There are some researchers who believe that businesses are taking a stand on social, environmental and political issues to meet the expectations of society. This is known as brand activism. One survey found that 64% of consumers reward firms who appear to be engaged in activism.

Simon Cooke, the current Chief Executive at MSI Reproductive, states that it is the events of ‘Black Lives Matter’ that have led to the decision to rebrand. That Stopes views on eugenics are incompatible.

Although this appears to be an influential move for activism, all five of the executive team at MSI Reproductive are Caucasian. Therefore, the brand is only on the outside and not embedded within the culture of the organisation. So why are they using this ‘brand’ now?

MSI Reproductive have been calling for more funding from the NHS for several years due to spending cuts on sexual health. In 2019, Johnathan Lord, MSI’s Medical Director stated that preventative measures to avoid pregnancy are not available due to the current lack of finances.

In September this year, figures were released to show that abortions were on the increase, at almost 40% higher than previous years. Dr Jonathan Lord reiterated a lack of funding and the inability of women to access contraceptive services during the pandemic.

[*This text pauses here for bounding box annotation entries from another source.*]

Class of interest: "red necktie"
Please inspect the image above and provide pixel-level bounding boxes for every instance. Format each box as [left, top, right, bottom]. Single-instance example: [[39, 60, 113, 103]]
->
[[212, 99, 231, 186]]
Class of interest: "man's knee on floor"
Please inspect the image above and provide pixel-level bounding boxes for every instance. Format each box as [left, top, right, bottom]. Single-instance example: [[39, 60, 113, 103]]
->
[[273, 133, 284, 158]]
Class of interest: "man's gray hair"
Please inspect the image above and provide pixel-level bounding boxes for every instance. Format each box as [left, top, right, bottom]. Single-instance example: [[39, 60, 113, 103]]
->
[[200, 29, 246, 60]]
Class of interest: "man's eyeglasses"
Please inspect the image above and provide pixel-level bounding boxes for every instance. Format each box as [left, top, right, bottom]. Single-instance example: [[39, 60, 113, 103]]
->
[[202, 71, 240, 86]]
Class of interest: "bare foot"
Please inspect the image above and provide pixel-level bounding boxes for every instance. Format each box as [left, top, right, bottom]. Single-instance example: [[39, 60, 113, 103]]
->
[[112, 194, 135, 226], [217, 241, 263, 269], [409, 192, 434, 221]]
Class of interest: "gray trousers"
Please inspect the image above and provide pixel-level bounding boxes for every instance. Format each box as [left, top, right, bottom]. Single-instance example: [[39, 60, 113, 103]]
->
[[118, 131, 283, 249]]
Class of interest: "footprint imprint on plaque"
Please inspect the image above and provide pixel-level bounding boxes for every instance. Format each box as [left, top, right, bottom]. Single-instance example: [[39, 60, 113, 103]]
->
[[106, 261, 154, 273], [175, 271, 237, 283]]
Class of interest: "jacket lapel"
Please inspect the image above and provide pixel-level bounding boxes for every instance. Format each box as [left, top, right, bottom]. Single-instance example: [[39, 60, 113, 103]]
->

He states that some funding has been put in to help access via online services, which have allowed the vulnerable to get support while not having to inform violent partners and family. They made a plea to the Government to ensure that funding for this becomes permanent.

As this statement was released immediately prior to the name change press release, is there an inner hope that the government will reward the company for their brand activism? Is Marie Stopes being condemned to gain funding or is it truly due to the eugenic link?